My secular or, if you will, professional journey has been matched over the years by a journey of faith. It was a slow evolution — hardly a thunderclap. One of my earliest spiritual influences was Martin Rosenberg, the rabbi at my parents’ congregation. He taught us that, to make choices, one should be knowledgeable about text and engaged with one’s religion and faith and tradition. With this, you made choices out of knowledge rather than ignorance. I didn’t realize it then, but this was not a typical approach to Reform Judaism. But that’s the Reform Judaism I grew up with, and it’s how I approach my religion now. In order to find places that fit my view, I’ve moved around the spectrum. Over the course of my life, I’ve belonged to Reform, Conservative and Orthodox congregations. I’m very comfortable in different settings. It speaks to the idea that if one is actively engaged with one’s tradition, one can find a home in a lot of different places.

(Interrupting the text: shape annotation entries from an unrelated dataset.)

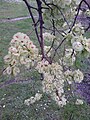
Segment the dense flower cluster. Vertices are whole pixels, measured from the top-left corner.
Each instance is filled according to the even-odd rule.
[[[66,98],[64,95],[64,74],[63,68],[58,63],[49,64],[42,60],[38,63],[37,69],[43,73],[44,80],[42,81],[43,92],[51,96],[59,106],[66,105]]]
[[[76,52],[73,49],[65,49],[65,55],[61,58],[63,65],[72,66],[76,60],[75,55]]]
[[[72,82],[80,83],[84,78],[83,73],[79,69],[75,71],[67,70],[64,75],[69,84],[72,84]]]
[[[38,49],[26,34],[16,33],[10,42],[8,54],[4,57],[6,69],[4,74],[17,75],[20,72],[19,66],[27,68],[33,66],[38,56]]]
[[[33,104],[33,103],[35,103],[36,101],[39,101],[40,99],[42,98],[42,94],[40,94],[40,93],[36,93],[35,94],[35,97],[30,97],[29,99],[26,99],[25,101],[24,101],[24,104],[25,105],[30,105],[30,104]]]

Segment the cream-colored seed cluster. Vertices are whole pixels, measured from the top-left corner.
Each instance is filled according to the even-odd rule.
[[[38,49],[26,34],[16,33],[10,42],[8,54],[4,57],[6,69],[4,74],[17,75],[20,72],[19,66],[27,68],[34,65],[38,56]]]
[[[36,101],[39,101],[42,98],[42,94],[36,93],[35,96],[32,96],[24,101],[25,105],[30,105],[35,103]]]
[[[43,92],[51,96],[59,106],[66,105],[66,98],[64,95],[64,74],[62,66],[58,63],[49,64],[43,60],[37,65],[40,73],[43,73],[44,80],[42,81]]]

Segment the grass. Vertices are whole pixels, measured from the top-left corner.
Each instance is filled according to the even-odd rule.
[[[0,4],[0,18],[28,15],[24,6],[21,6],[22,4],[2,2]],[[21,9],[25,11],[23,12]],[[32,31],[31,19],[0,23],[0,70],[4,66],[3,57],[7,54],[9,42],[12,36],[19,31],[29,35],[34,43],[38,44],[34,32],[30,34]],[[79,106],[68,103],[64,108],[59,108],[48,95],[44,94],[39,102],[30,106],[24,105],[25,99],[35,95],[38,90],[41,91],[38,73],[24,72],[25,74],[22,73],[20,79],[33,76],[31,83],[12,84],[0,88],[0,120],[90,120],[90,106],[86,103]],[[9,79],[11,78],[1,76],[0,83]]]

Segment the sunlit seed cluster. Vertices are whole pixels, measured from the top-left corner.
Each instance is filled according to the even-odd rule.
[[[38,56],[38,49],[26,34],[16,33],[10,42],[8,54],[4,57],[6,69],[4,74],[20,73],[19,66],[25,65],[27,68],[33,66]]]

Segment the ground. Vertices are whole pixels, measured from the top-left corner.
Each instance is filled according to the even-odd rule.
[[[0,20],[28,16],[24,4],[0,1]],[[90,105],[84,103],[76,106],[68,103],[59,108],[46,94],[33,105],[24,105],[24,100],[41,91],[40,75],[36,71],[23,69],[17,77],[3,76],[3,57],[12,36],[16,32],[24,32],[37,44],[31,19],[0,22],[0,120],[90,120]],[[31,34],[32,33],[32,34]],[[84,64],[88,71],[88,64]]]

Over the years I certainly had given some thought to becoming a college or university president. Again, as with GW, I knew it would have to be the right match. A couple of friends contacted me after Jehuda Reinharz announced that he was stepping down. I was happy at GW and believed there was a lot more I could do there. And my wife and I loved Washington. So I said at first that I didn’t think it was for me, and I put it out of my mind. The next spring the search firm reached out, and, again, I told them that I wasn’t interested. But they asked if I’d think about it. I told them of course, I’d think about it. I was about to leave on an overseas trip, and I began to think more about it. When I got back, I had lunch with Steve Kay, who was the chair of the search committee. It was a very helpful lunch obviously, and from then on the process became more involved. It gradually became clear how Brandeis epitomized so much of what I’d been trying to do with my life.
As I begin my presidency, I cannot overstate how fortunate I am. It is a rare opportunity and a great, great honor to help steward this extraordinary institution. I look forward to the challenges ahead and to the great progress we will make in this next journey, our journey together.